Kotabumi — Badan Pemeriksa Keuangan (BPK) menemukan sejumlah belanja yang tidak diyakini kebenarannya dengan total sekitar Rp968-an juta pada keuangan DPRD Lampung Utara. 

‘Kecurigaan’ BPK itu dituangkan dalam laporan hasil pemeriksaan atas sistem pengendalian intern dan kepatuhan terhadap ketentuan peraturan ‎perundang – undangan pada laporan keuangan Pemkab Lampung Utara dengan nomor : 31B/LHP/XVIII.BLP/05/2022. LH,  tanggal 21 Mei 2022.

Temuan yang nilainya nyaris menyentuh angka Rp1 miliar itu di antaranya terjadi pada belanja makan dan minum jamuan rapat dan jamuan tamu serta  kegiatan penyelenggaraan administrasi keanggotaan DPRD. Kemudian, ada juga belanja perjalanan dinas.
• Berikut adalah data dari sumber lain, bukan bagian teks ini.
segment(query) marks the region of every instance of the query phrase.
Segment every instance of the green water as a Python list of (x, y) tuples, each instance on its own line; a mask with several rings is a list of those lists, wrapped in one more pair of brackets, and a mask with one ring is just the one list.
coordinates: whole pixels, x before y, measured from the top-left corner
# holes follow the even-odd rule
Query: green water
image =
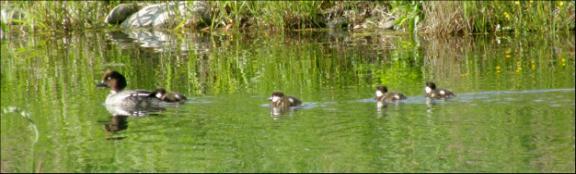
[[(1, 41), (2, 172), (575, 171), (571, 34), (134, 38)], [(109, 91), (95, 87), (106, 68), (128, 88), (190, 100), (112, 117)], [(457, 97), (426, 103), (425, 81)], [(377, 108), (378, 84), (408, 99)], [(273, 116), (267, 98), (276, 90), (304, 107)]]

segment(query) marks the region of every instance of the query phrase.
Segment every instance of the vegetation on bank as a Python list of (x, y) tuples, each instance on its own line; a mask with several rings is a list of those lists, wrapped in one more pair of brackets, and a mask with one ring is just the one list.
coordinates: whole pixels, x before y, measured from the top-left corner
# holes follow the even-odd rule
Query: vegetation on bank
[[(162, 1), (158, 1), (162, 2)], [(108, 12), (124, 1), (2, 1), (2, 30), (74, 31), (111, 27)], [(152, 3), (152, 2), (148, 2)], [(425, 35), (558, 32), (575, 28), (574, 1), (209, 1), (212, 20), (189, 30), (356, 30), (386, 14), (394, 29)], [(378, 10), (378, 11), (377, 11)], [(383, 12), (382, 12), (383, 11)]]

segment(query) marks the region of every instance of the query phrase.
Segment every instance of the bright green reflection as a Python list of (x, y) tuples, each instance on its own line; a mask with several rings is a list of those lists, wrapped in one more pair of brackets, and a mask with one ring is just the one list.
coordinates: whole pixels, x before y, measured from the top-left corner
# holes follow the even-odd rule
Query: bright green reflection
[[(2, 40), (2, 172), (575, 170), (573, 35), (129, 36)], [(192, 100), (112, 119), (105, 68)], [(457, 98), (426, 105), (427, 80)], [(408, 101), (377, 110), (377, 84)], [(308, 107), (272, 117), (275, 90)]]

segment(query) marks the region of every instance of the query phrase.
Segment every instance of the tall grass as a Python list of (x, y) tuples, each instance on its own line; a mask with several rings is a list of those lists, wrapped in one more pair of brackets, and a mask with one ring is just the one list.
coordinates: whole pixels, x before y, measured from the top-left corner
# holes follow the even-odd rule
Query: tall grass
[(398, 16), (396, 24), (408, 32), (417, 32), (417, 24), (422, 19), (421, 1), (394, 1), (392, 11)]
[(117, 3), (106, 1), (15, 1), (2, 7), (24, 14), (23, 26), (30, 30), (72, 31), (104, 26), (103, 19)]
[(559, 32), (575, 27), (574, 1), (435, 1), (423, 4), (422, 31), (470, 33)]
[(215, 1), (211, 2), (211, 27), (302, 28), (313, 23), (320, 4), (319, 1)]
[[(102, 28), (107, 13), (120, 1), (2, 1), (3, 10), (17, 10), (27, 31), (66, 32)], [(154, 2), (149, 2), (154, 3)], [(471, 33), (558, 32), (575, 28), (574, 1), (210, 1), (210, 29), (239, 30), (324, 28), (326, 13), (338, 9), (369, 9), (377, 3), (389, 6), (397, 28), (436, 36)], [(368, 4), (368, 5), (366, 5)], [(2, 22), (4, 31), (7, 21)], [(187, 29), (183, 27), (182, 29)]]
[(465, 17), (462, 2), (428, 1), (423, 4), (426, 19), (421, 25), (425, 34), (448, 36), (471, 33), (470, 18)]

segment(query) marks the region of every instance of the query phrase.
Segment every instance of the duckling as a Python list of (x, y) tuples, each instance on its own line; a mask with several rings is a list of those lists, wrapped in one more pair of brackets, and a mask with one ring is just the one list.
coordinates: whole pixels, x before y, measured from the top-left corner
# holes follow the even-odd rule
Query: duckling
[(187, 100), (186, 96), (175, 93), (175, 92), (166, 92), (164, 88), (158, 88), (154, 92), (150, 94), (150, 96), (156, 97), (162, 101), (169, 102), (169, 103), (182, 103)]
[(299, 106), (302, 101), (292, 96), (285, 96), (282, 92), (273, 92), (272, 96), (268, 98), (272, 103), (270, 104), (271, 113), (274, 116), (279, 116), (290, 110), (290, 107)]
[(272, 102), (272, 107), (288, 108), (302, 104), (300, 99), (292, 96), (285, 96), (282, 92), (273, 92), (272, 96), (268, 99)]
[(378, 102), (394, 102), (406, 99), (406, 96), (402, 93), (388, 92), (386, 86), (376, 87), (376, 101)]
[(436, 88), (436, 84), (434, 82), (426, 82), (426, 87), (424, 90), (426, 91), (426, 97), (431, 99), (448, 99), (456, 96), (451, 91)]

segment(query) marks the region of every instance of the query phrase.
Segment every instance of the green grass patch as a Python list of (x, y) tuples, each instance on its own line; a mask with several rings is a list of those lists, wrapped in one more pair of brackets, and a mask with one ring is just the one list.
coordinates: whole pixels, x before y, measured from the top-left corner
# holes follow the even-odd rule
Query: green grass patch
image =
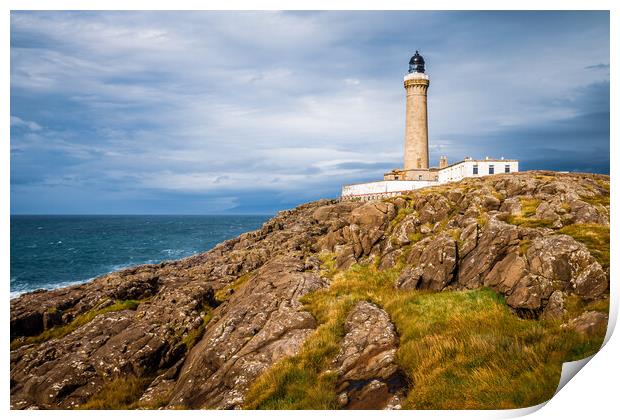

Belanja – belanja itu disimpulkan BPK  tidak dapat diyakini kebenarannya.

BPK menilai, temuan itu akibat ketidakcermatan dan lemahnya Sekretaris DPRD ‎dalam melaksanakan pengendalian dan pengawasan belanja. Selain itu, Pejabat Pelaksana Teknis Kegiatan dinilai melakukan pembayaran atas pengeluaran yang tidak dapat dipertanggungjawabkan. Juga diduga ada kelalaian dalam melaksanakan tugas dan fungsinya.

Terkait temuan – temuan tersebut, BPK merekomendasikan Bupati Lampung Utara Budi Utomo agar memerintahkan Sekretaris DPRD Lampung Utara untuk mengembalikan dana yang dipersoalkan tersebut ke kas daerah.‎

Selain itu, BPK juga meminta Sekretaris DPRD untuk memperhatikan ketentuan yang berlaku atas belanja barang dan jasa, serta meningkatkan pengawasan dan pengendalian sebagaimana yang diharuskan.

Sekretaris DPRD Lampung Utara, Ahmad Alamsyah belum merespons pertanyaan Teraslampung.com seputa‎r persoalan ini. Hingga Jumat malam pukul 20.54 WIB, pesan singkat yang disampaikan masih belum direspons oleh yang bersangkutan.‎

Kondisi keuangan DPRD Lampung Utara tahun 2021 seperti mengulang kisah pahit tahun 2020. Kala itu, BPK menemukan kelebihan pembayaran senilai Rp2,3 M di lembaga tersebut.‎ Kelebihan pembayaran itu di antaranya meliputi uang harian, uang rep‎resentasi, perjalanan dinas, biaya penginapan, biaya transportasi.

Temuan dengan total Rp2,3 M itu mereka tuangkan ke dalam LHP Laporan Hasil Pemeriksaan atas Laporan Keuangan Pemkab Lampung Utara tahun 2020 dengan nomor LHP : 27B / LHP / XVIII.BLP / 05 / 2021. Dalam LHP itu juga disebutkan bahwa Sekretaris DPRD segera memroses pengembalian dana – dana dimaksud ke kas daerah.